Les Français ont massivement retiré sur leurs Livrets A en septembre 2013. Pourtant, par bien des aspects, ces livrets présentent des avantages non négligeables. Les raisons de conserver son Livret A en questions réponses.

Epargner sur son Livret A reste intéressant en 2013

Pour la première fois depuis novembre 2011, les retraits sur les Livrets A ont excédé les dépôts en septembre 2013. La décollecte a même atteint 1,56 milliard d’euros à la fin de l’été, un record depuis l’ouverture à la concurrence de la commercialisation du livret d’épargne préféré des Français le 1er janvier 2009. Faut-il pour autant délaisser le Livret A ? Malgré les apparences, ce produit reste toujours attractif. Décryptage.

 

Le Livret A est-il plus pratique que les autres livrets d’épargne ?
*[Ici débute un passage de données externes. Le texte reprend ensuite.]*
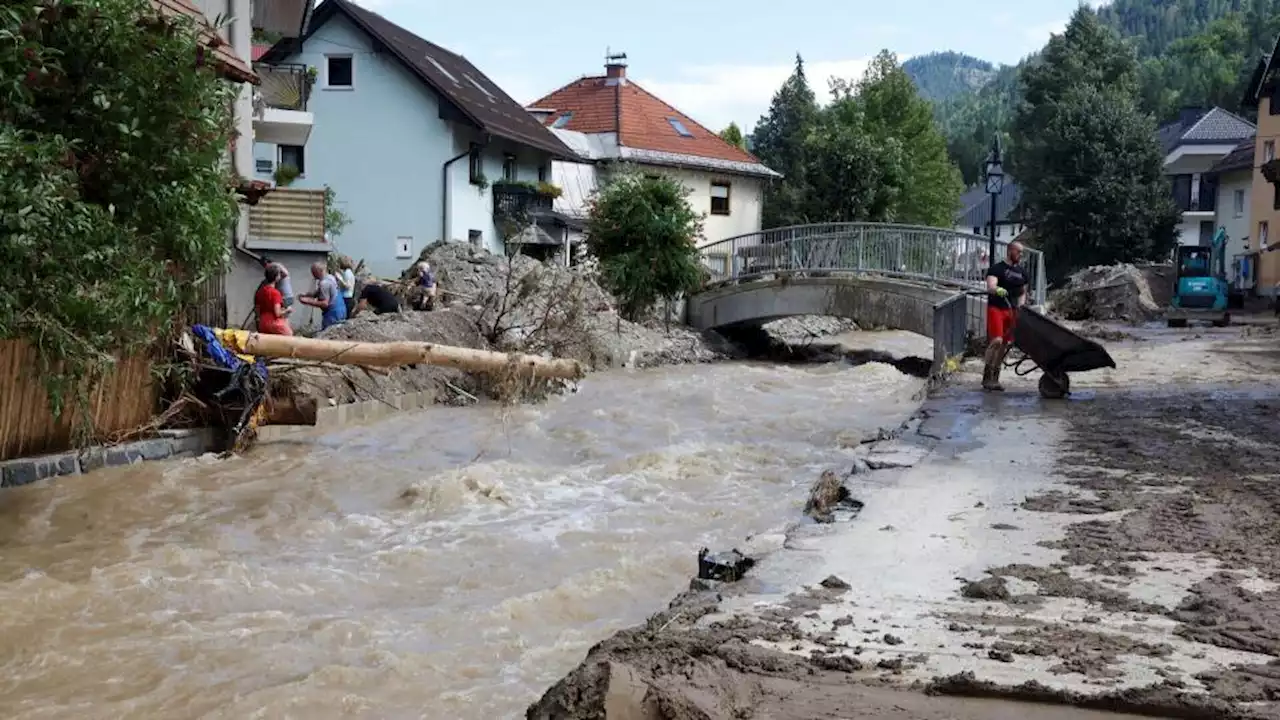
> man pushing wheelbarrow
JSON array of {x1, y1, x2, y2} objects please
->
[{"x1": 982, "y1": 241, "x2": 1027, "y2": 392}]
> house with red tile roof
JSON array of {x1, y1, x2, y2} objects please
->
[{"x1": 527, "y1": 55, "x2": 782, "y2": 242}]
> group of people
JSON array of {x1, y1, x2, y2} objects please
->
[{"x1": 253, "y1": 256, "x2": 438, "y2": 334}]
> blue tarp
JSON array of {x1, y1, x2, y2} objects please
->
[{"x1": 191, "y1": 325, "x2": 266, "y2": 378}]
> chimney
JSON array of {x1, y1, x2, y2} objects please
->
[{"x1": 604, "y1": 53, "x2": 627, "y2": 85}]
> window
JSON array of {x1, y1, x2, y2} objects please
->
[
  {"x1": 467, "y1": 142, "x2": 484, "y2": 184},
  {"x1": 712, "y1": 182, "x2": 728, "y2": 215},
  {"x1": 425, "y1": 55, "x2": 460, "y2": 85},
  {"x1": 279, "y1": 145, "x2": 307, "y2": 176},
  {"x1": 324, "y1": 55, "x2": 356, "y2": 90}
]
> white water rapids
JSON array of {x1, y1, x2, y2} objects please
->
[{"x1": 0, "y1": 330, "x2": 922, "y2": 720}]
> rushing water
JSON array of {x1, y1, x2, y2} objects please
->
[{"x1": 0, "y1": 340, "x2": 922, "y2": 720}]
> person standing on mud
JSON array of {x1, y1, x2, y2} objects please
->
[
  {"x1": 298, "y1": 263, "x2": 347, "y2": 329},
  {"x1": 982, "y1": 242, "x2": 1027, "y2": 392}
]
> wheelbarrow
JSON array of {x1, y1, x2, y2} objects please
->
[{"x1": 1005, "y1": 306, "x2": 1116, "y2": 400}]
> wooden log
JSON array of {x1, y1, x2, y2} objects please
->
[{"x1": 234, "y1": 333, "x2": 584, "y2": 380}]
Principal avantage du Livret A, l’épargne placée sur ce produit est totalement liquide. Le titulaire du compte peut effectuer des versements et des retraits (au minimum de 10 euros) dès qu’il le souhaite, sans aucun frais. Ces opérations ont la plupart du temps lieu au guichet d’une banque, exception faite de la Banque Postale, qui offre au titulaire du Livret A une carte associée qui lui permet de retirer jusqu’à 500 euros sur sept jours glissants. Liquidité et gratuité sont ainsi associées, contrairement à de nombreux livrets fiscalisés, qui exigent de leurs titulaires une durée de détention minimum pour pouvoir effectuer des retraits sans pénalités.

 

Le taux du Livret A reste-t-il intéressant ?
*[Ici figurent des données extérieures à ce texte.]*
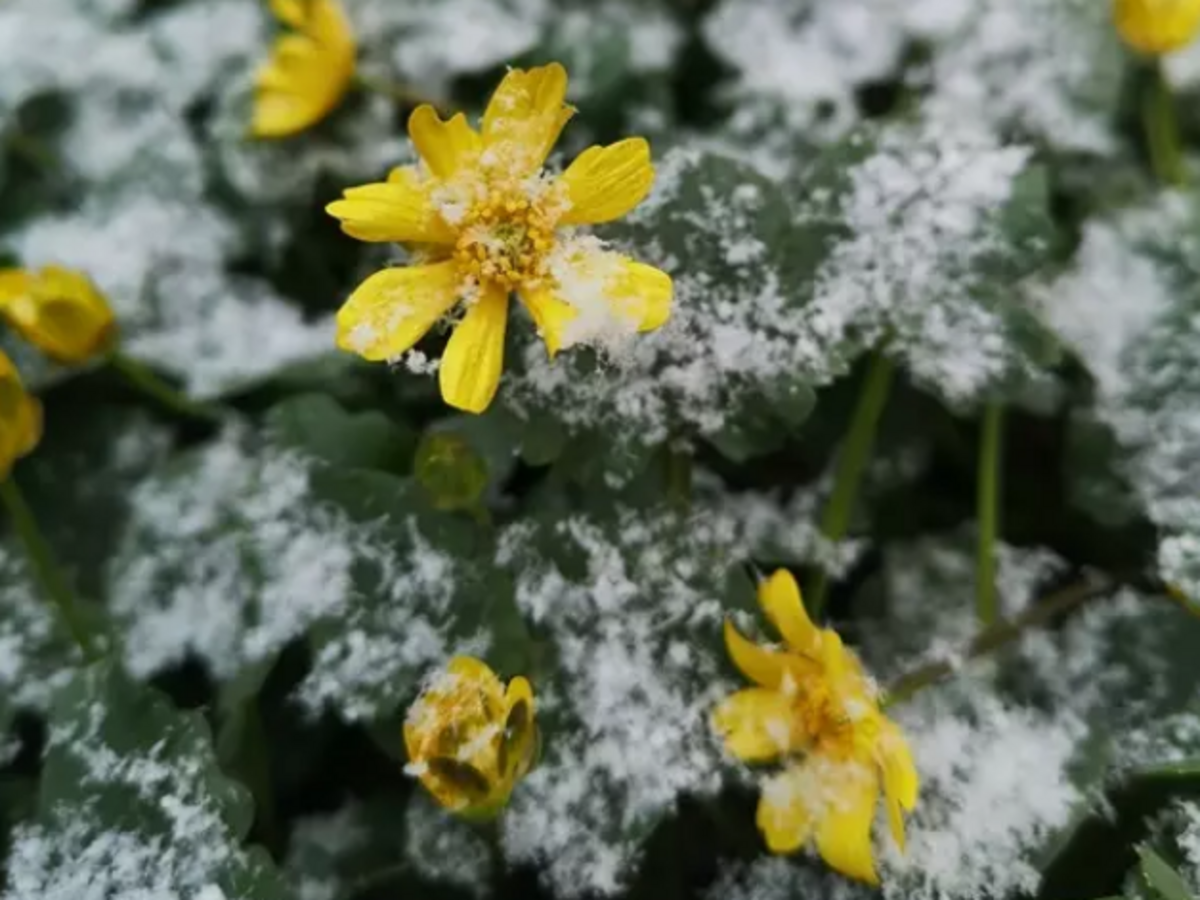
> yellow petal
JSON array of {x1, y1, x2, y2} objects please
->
[
  {"x1": 325, "y1": 169, "x2": 455, "y2": 244},
  {"x1": 758, "y1": 569, "x2": 821, "y2": 655},
  {"x1": 482, "y1": 62, "x2": 575, "y2": 176},
  {"x1": 559, "y1": 138, "x2": 654, "y2": 224},
  {"x1": 408, "y1": 103, "x2": 482, "y2": 179},
  {"x1": 816, "y1": 766, "x2": 880, "y2": 884},
  {"x1": 520, "y1": 287, "x2": 578, "y2": 359},
  {"x1": 713, "y1": 688, "x2": 796, "y2": 762},
  {"x1": 438, "y1": 288, "x2": 509, "y2": 413},
  {"x1": 725, "y1": 619, "x2": 791, "y2": 690},
  {"x1": 337, "y1": 262, "x2": 460, "y2": 361},
  {"x1": 1112, "y1": 0, "x2": 1200, "y2": 56},
  {"x1": 551, "y1": 250, "x2": 672, "y2": 347},
  {"x1": 251, "y1": 0, "x2": 356, "y2": 138},
  {"x1": 876, "y1": 719, "x2": 920, "y2": 852},
  {"x1": 0, "y1": 265, "x2": 116, "y2": 365},
  {"x1": 756, "y1": 766, "x2": 814, "y2": 853},
  {"x1": 0, "y1": 350, "x2": 42, "y2": 480},
  {"x1": 608, "y1": 259, "x2": 673, "y2": 331}
]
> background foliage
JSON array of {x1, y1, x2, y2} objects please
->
[{"x1": 0, "y1": 0, "x2": 1200, "y2": 900}]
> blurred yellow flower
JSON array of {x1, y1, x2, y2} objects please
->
[
  {"x1": 404, "y1": 656, "x2": 538, "y2": 818},
  {"x1": 713, "y1": 570, "x2": 918, "y2": 884},
  {"x1": 1112, "y1": 0, "x2": 1200, "y2": 56},
  {"x1": 0, "y1": 265, "x2": 116, "y2": 365},
  {"x1": 251, "y1": 0, "x2": 356, "y2": 138},
  {"x1": 328, "y1": 64, "x2": 672, "y2": 413},
  {"x1": 0, "y1": 350, "x2": 42, "y2": 481}
]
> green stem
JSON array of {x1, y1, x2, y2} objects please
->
[
  {"x1": 108, "y1": 350, "x2": 222, "y2": 422},
  {"x1": 354, "y1": 72, "x2": 437, "y2": 107},
  {"x1": 976, "y1": 402, "x2": 1004, "y2": 628},
  {"x1": 805, "y1": 350, "x2": 895, "y2": 618},
  {"x1": 881, "y1": 580, "x2": 1110, "y2": 707},
  {"x1": 1141, "y1": 59, "x2": 1187, "y2": 187},
  {"x1": 664, "y1": 443, "x2": 691, "y2": 510},
  {"x1": 0, "y1": 475, "x2": 100, "y2": 661}
]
Raboté à 1,25% net d’impôts et de prélèvements sociaux le 1er août 2013, contre 1,75% depuis le 1er février 2013 et 2,25% après le 1er août 2012, le taux de rémunération du Livret A est à son plus bas historique. Cependant, dans le même temps, les intérêts servis par les livrets d’épargne fiscalisés ont chuté de 0,66% sur une année en août 2013, à 1,25% également, mais avant impôts et prélèvements sociaux. Le Livret A demeure donc en moyenne plus intéressant en termes de rentabilité qu’un livret d’épargne ordinaire.

Par exemple, une personne disposant de 10.000 euros sur son Livret A recevra 125 euros d’intérêts au bout d’une année. En revanche, ce même épargnant, titulaire d’un livret fiscalisé, s’il est imposable et situé dans la tranche marginale d’imposition à 14%, sera soumis à l’impôt sur le revenu et aux prélèvements sociaux (15,5%). Le taux d’intérêt net de son livret se limitera à 0,88% et l’épargnant ne touchera que 88 euros d’intérêts sur un an, soit 37 euros de moins que sur un Livret A.

 

Cette rémunération peut-elle remonter ?

La rémunération du Livret A est réévaluée tous les six mois, le 1er février et le 1er août de chaque année. Basé sur l’évolution des prix à la consommation calculée par l’Insee, le taux du Livret A a subi de plein fouet la chute de l’inflation hors tabac à 0,8%. Si l’évolution limitée des prix entraîne une plus faible rémunération du Livret A, l’inverse est également possible. Selon le gouvernement, l’inflation pourrait atteindre 1,3% en 2014. Si cette prévision se confirme, le taux d’intérêt du Livret A augmenterait à 1,50% minimum. La rémunération du Livret A dépasserait alors très largement celle des livrets fiscalisés.